Hedonic adaptation

A fundamental question in economics is whether happiness increases pari passu with improvements in material conditions or whether humans grow accustomed to better conditions over time. We rely on a large-scale experiment to examine what kind of impact the provision of housing to extremely poor populations in Latin America has on subjective measures of well-being over time. The objective is to determine whether poor populations exhibit hedonic adaptation in happiness derived from reducing the shortfall in the satisfaction of their basic needs. Our results are conclusive. We find that subjective perceptions of well-being improve substantially for recipients of better housing but that after, on average, eight months, 60% of that gain disappears.
 

That's the abstract of this paper (free to download).

Hedonic adaptation is a central principle of the human condition, and it's been fascinating to see more and more research on how it works, how it varies under different conditions. Is it really true that money can't buy happiness? Or does that only apply after you reach some baseline of economic well-being? The paper provides a solid overview of the current state of the thinking on the subject.

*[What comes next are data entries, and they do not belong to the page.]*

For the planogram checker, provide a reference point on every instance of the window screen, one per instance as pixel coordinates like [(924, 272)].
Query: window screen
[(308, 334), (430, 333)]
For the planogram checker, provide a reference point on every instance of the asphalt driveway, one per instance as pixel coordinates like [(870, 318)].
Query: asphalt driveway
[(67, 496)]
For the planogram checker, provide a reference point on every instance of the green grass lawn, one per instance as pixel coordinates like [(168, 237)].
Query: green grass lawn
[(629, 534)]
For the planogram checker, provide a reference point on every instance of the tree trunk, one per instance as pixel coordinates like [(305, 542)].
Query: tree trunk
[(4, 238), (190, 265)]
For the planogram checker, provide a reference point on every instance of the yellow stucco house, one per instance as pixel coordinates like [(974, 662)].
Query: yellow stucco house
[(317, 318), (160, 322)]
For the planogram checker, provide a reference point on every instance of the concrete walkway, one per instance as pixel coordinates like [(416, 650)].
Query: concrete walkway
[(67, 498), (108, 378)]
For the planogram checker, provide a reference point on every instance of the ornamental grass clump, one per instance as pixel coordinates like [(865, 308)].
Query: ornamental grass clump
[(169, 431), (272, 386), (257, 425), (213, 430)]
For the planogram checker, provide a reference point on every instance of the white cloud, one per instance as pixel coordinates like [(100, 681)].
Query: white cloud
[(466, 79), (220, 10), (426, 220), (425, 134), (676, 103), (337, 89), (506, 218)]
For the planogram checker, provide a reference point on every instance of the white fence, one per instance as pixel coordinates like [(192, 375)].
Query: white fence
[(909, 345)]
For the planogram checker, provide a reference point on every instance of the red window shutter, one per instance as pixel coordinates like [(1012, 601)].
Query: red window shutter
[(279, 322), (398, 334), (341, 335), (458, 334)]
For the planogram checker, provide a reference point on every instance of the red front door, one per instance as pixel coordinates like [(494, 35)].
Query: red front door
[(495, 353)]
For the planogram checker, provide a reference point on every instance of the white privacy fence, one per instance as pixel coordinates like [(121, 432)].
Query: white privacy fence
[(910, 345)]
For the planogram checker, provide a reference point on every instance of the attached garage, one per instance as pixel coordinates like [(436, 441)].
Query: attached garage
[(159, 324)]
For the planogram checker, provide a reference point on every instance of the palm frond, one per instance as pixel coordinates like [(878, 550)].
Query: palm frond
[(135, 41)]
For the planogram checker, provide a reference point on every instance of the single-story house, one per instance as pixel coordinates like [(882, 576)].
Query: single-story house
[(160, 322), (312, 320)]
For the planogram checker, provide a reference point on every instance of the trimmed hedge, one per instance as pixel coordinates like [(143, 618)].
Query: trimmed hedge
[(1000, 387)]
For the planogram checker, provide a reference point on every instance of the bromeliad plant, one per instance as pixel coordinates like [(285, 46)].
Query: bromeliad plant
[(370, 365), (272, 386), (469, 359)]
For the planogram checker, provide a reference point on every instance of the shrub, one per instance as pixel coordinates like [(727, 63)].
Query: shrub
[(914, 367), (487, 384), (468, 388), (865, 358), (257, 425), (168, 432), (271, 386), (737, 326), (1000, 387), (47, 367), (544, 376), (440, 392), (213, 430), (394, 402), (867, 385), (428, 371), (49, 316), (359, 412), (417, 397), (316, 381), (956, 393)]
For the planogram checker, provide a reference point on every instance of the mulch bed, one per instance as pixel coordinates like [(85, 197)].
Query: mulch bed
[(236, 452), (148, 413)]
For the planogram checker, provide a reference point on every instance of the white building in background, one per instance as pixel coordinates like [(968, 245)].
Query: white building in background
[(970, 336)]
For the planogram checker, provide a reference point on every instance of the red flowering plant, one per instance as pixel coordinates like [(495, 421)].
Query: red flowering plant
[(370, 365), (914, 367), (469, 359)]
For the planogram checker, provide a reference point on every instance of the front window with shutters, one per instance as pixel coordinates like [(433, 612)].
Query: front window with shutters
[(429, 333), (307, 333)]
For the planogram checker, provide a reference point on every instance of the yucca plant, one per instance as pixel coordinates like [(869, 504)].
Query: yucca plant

The hedonic adaptation hypothesis is that there is a psychological process that attenuates the long-term emotional impact of a favorable or unfavorable change in circumstances, such that people’s level of happiness eventually returns to a stable reference level (Frederick and Lowenstein 1999). According to the hedonic adaptation hypothesis, then, variations in happiness and unhappiness are merely short-lived reactions to changes in people’s circumstances. In other words, while people initially have strong reactions to events that change their material level of well-being, they eventually return to a baseline level of life satisfaction that is determined by their inborn temperament (Diener et al., 2006). In psychology, this idea is known as the set point theory and was labeled the hedonic treadmill in the seminal work of Brickman and Campbell (1971). Indeed, in a widely cited paper, Brickman et al. (1978) present evidence that lottery winners report life satisfaction levels that are comparable to those of people who did not win a lottery one year after the event.2
 
Frederick and Lowenstein (1999) hypothesized that people do not adapt to shocks in terms of basic necessities that are related to survival and reproduction. This suggests that hedonic adaptation is manifested the most in people who have achieved a certain level of basic material well-being rather than being a persistent phenomenon that is evenly distributed across all socioeconomic groups. The idea is analogous to the notion of diminishing marginal utility, where the marginal increase in happiness derived from material gain is higher at lower levels of material wealth. The analog in hedonic adaptation is that adaption is more limited at lower levels of material wealth. In essence, then, the idea is that the happiness levels of the poor do not adapt, or do not adapt completely, to shocks in terms of basic necessities.
 
In this paper, we present the first piece of experimental evidence on hedonic adaptation among the poor to improvements in the satisfaction of their basic necessities, specifically shelter.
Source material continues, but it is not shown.